Minister Bruton refuses to intervene in Wallis Dispute

Minister Bruton refuses to intervene in Wallis Dispute
Willie O’Dea TD has said he is extremely disappointed that the Minister for Jobs, Enterprise and Innovation, Richard Bruton TD has refused to intervene in the industrial dispute between the retail chain Wallis and workers of their former Cruises Street store over redundancy payments. Minister Bruton was responding to a Parliamentary Question (See below) tabled by Deputy O’Dea on the matter. Wallis have refused to honour a long standing redundancy agreement which guaranteed 5 weeks pay per year of service. Instead the company are offering only 2.75 weeks per year of service, including the statutory payment of 2 weeks. 

Willie O’Dea TD said, “It is extremely disappointing that Minister Bruton has refused to intervene in the dispute between the retail chain Wallis and workers of their former Cruises Street store over redundancy payments as in my opinion, this enormous multi-national company have cast aside basic employment rights and obviously feel they can do what they like in this country.

“In his reply, the Minister welcomes the fact that talks were scheduled between Wallis and the staff concerned. However, having met with the group of former workers who are picketing the Wallis Store at Childers Road Retail Park again since these talks took place, I was shocked to hear that at the negotiations, the company took their original offer off the table and instead offered the former workers significantly less than what brought them out on strike.

“This is contemptuous behaviour from a company who paid a massive €92 million dividend to their parent group Arcadia, which is in turn controlled by the billionaire business man Sir Philip Greene. The former employees, who have given decades of loyal service between them, are being treated extremely shoddily by the company.

“As a result of the breakdown in the talks, I am again calling on the Minister for Jobs, Enterprise and Innovation, Richard Bruton to intervene directly in order to bring a resolution to this dispute.”

Parliamentary Question

To ask the Minister for Jobs, Enterprise and Innovation if he is aware of the current industrial dispute at Wallis in Limerick City; if he is concerned at the company’s possible reneging on an agreement to pay its staff a redundancy package of 5 weeks per year of service and now proposing to pay 2.75 weeks per year of service; if he is willing to intervene directly in this dispute and if he will make a statement on the matter. 

– Willie O’Dea.

* For WRITTEN answer on Thursday, 3rd October, 2013.

    Ref No: 41608/13 


Minister for Jobs, Enterprise and Innovation (Mr Bruton)

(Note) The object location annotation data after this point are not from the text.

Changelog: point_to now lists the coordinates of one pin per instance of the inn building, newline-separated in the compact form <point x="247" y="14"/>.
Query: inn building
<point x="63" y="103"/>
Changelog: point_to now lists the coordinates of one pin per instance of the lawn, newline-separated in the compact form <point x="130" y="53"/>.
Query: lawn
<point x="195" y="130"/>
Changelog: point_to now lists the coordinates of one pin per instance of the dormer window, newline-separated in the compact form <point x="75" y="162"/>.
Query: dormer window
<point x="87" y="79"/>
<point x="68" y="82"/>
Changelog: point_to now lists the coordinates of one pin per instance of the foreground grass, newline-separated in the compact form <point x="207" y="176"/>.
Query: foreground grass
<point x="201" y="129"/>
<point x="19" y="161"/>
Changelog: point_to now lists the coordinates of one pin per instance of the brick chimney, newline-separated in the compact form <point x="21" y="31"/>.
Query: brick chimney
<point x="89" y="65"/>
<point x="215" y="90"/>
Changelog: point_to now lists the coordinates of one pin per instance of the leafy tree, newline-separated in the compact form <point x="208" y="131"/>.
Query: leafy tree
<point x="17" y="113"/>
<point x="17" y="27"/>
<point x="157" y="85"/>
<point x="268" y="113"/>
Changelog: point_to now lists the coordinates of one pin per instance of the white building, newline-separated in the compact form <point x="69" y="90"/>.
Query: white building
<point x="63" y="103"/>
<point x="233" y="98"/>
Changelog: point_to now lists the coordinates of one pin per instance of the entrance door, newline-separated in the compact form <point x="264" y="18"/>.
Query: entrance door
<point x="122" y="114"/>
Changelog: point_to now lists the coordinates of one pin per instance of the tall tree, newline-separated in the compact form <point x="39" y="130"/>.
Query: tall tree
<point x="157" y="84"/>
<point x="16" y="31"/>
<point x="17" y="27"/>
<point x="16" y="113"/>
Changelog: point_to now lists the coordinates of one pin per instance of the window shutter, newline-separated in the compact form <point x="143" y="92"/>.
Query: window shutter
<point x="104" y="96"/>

I propose to take Questions No. 123 and No. 125 together.

I understand that the dispute revolves around redundancy terms offered to 10 staff that were based in the Cruises St branch which closed down recently and that similar terms are being offered to staff based in the Childers Rd branch which is to undergo restructuring. It is also my understanding that talks aimed at resolving the dispute have been scheduled since the start of this week and I welcome this development.

Ireland’s system of industrial relations is voluntary in nature and responsibility for the resolution of industrial relations issues lies ultimately with employers and workers and their respective representatives as appropriate. 

The State provides industrial relations mechanisms to assist parties in their efforts to resolve any differences they may have. I would urge the parties involved in this dispute to have regard to the availability of the industrial relations dispute resolution bodies to assist them in seeking a settlement and in addressing the underlying challenge of a major restructuring of the company. 

Experience constantly shows us that what often appears to be the most intractable of matters is capable of resolution where both sides engage constructively and in good faith in this voluntary process. The principle of good faith implies that both sides make every effort to reach an agreement and endeavour, through genuine and constructive negotiations, to resolve their differences.